A letter won't educate Afghan girls

26 March 2022

3:26 AM

26 March 2022

3:26 AM

Well, that’ll show ‘em. Liz Truss has released a joint statement with US Secretary of State Antony Blinken declaring themselves ‘united in our condemnation of the Taliban’s decision not to reopen secondary schools to Afghan girls’. Also united are the EU high representative and the foreign ministers of Canada, France, Italy, Japan and Norway. The authorities in Afghanistan issued an order earlier this week suspending the planned return to school of female pupils, citing the need for a decision on uniforms for girls that are compliant with ‘Sharia law and Afghan tradition’. Team Euro-America: World Police say the Taliban’s U-turn ‘contradicted its public assurances to the Afghan people and to the international community’. I don’t know what the world’s coming to. If you can’t trust the Taliban, who can you trust?

The statement concludes with a flourish: ‘Every Afghan citizen, boy or girl, man or woman, has an equal right to an education at all levels, in all provinces of the country.’ Really? Says who?

The Universal Declaration of Human Rights? Article 26 states that ‘everyone has the right to education’, and Afghanistan is a signatory. The Convention against Discrimination in Education? Article 1 forbids ‘depriving any person or group of persons of access to education’ or limiting them to ‘education of an inferior standard’ on the basis of sex. Afghanistan is signed up to that one, too. The International Covenant on Economic, Social and Cultural Rights? Article 13 says ‘secondary education… shall be made generally available and accessible to all’. Afghanistan is three for three.

Afghanistan has also undertaken to ‘eliminate discrimination against women in order to ensure to them equal rights with men in the field of education’ (Article 10, Convention on the Elimination of All Forms of Discrimination against Women) and to ‘recognise the right of the child to education’ (Article 28, Convention on the Rights of the Child).

All good stuff. Now, enforce it. Ah, see, there’s the problem.

The Truss-Blinken statement embodies two enduring delusions of western liberalism. The first is that there is an international order of laws and norms with which tyrants, authoritarians and those otherwise unwilling can peacefully be made to comply. There is not. There are institutions and legal instruments and policy frameworks but their force relies on the legitimacy they enjoy with national governments and national political cultures and the willingness of both to uphold them. They only appear to have global purchase from the perspective of the West, where rights-based liberalism broadly guarantees their observance but permits scolding to go no farther afield than the United States, Israel or similarly acceptable targets.

The Taliban may eventually allow girls to attend secondary school but if it does, it will be on the Taliban’s terms or because the new Afghan government calculates its interests would be better served by doing so.
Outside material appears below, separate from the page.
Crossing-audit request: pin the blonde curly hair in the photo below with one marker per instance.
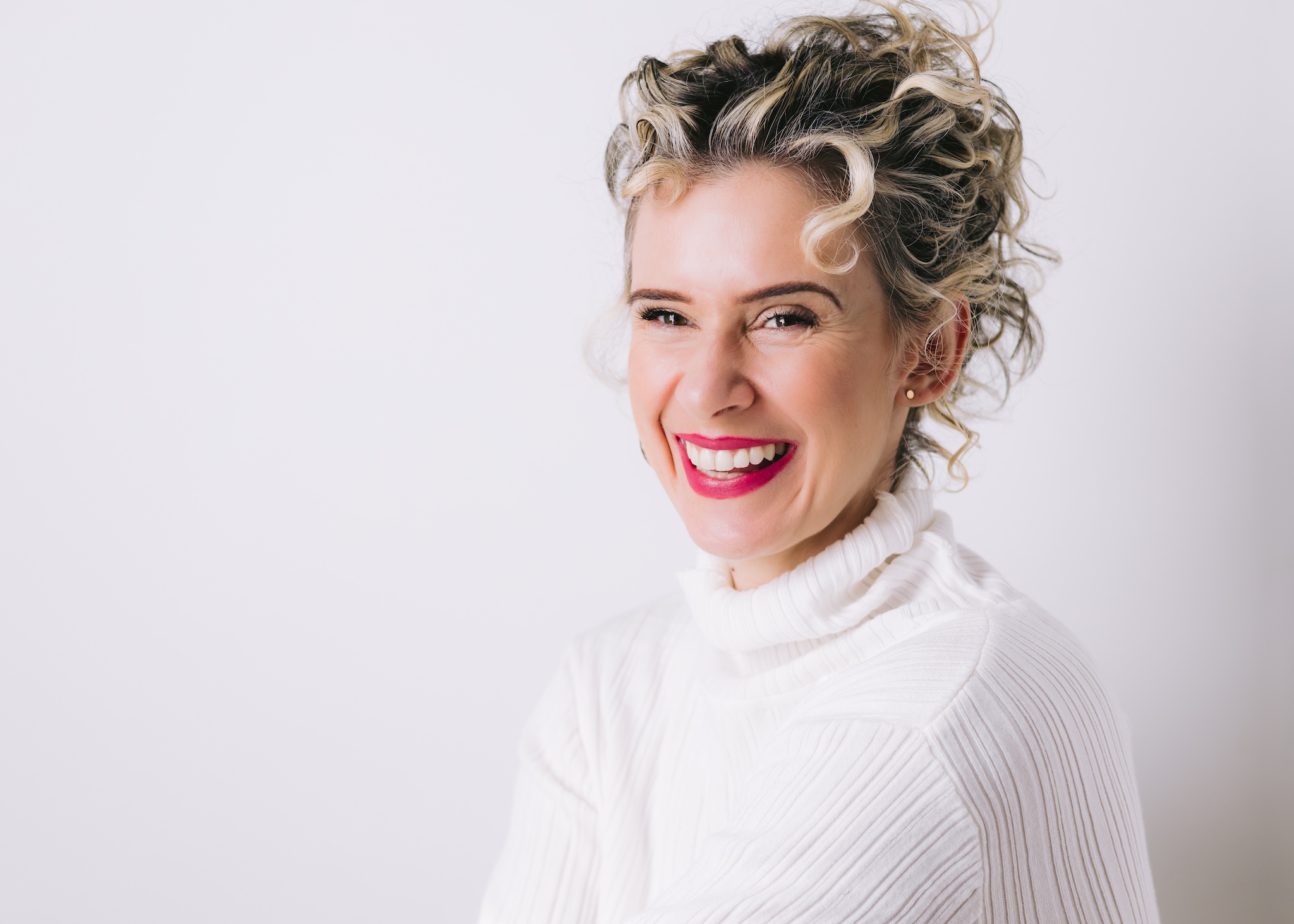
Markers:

It will not be because of any appeal to rights. What Truss and Blinken speak of as universal rights are not universally enforceable because their philosophical premises are not universally shared. They are the preferences and self-imposed ordinances of a global liberal order whose liberalism is not universally embedded.

The second delusion, and it’s a connected one, is that western powers — we are speaking primarily about the United States — can retreat from the world and expect to be able to exert its will as widely and as effectively as before. Isolationists, non-interventionists and national conservatives understand this. Anti-war, anti-imperialist leftists understand this. Neoconservatives understand this. Only liberals seem to believe the United States can withdraw from its global leadership role and expect its influence over policies and norms across the world to remain the same. The direction of travel is not encouraging for this worldview and some will learn the hard way how much of the international order was just the exertion of US diplomatic and economic power backed up by military might.

The statement exists in its current form, with its Canadian, Japanese and European co-signatories, to provide cover for the United States. Without them, it would simply be Tony Blinken lamenting the fate of girls at the hands of the medieval theocrats to whom his president abandoned them. The time to think about the education and other rights of Afghan girls and women was before the United States surrendered to the Taliban. America dropped those girls as ruthlessly as it dropped the men clinging to its air force carrier above Kabul airport. Doing so may or may not have been in America’s national interest, but it has left the former leader of the free world signing open letters begging the Taliban to be good little liberals.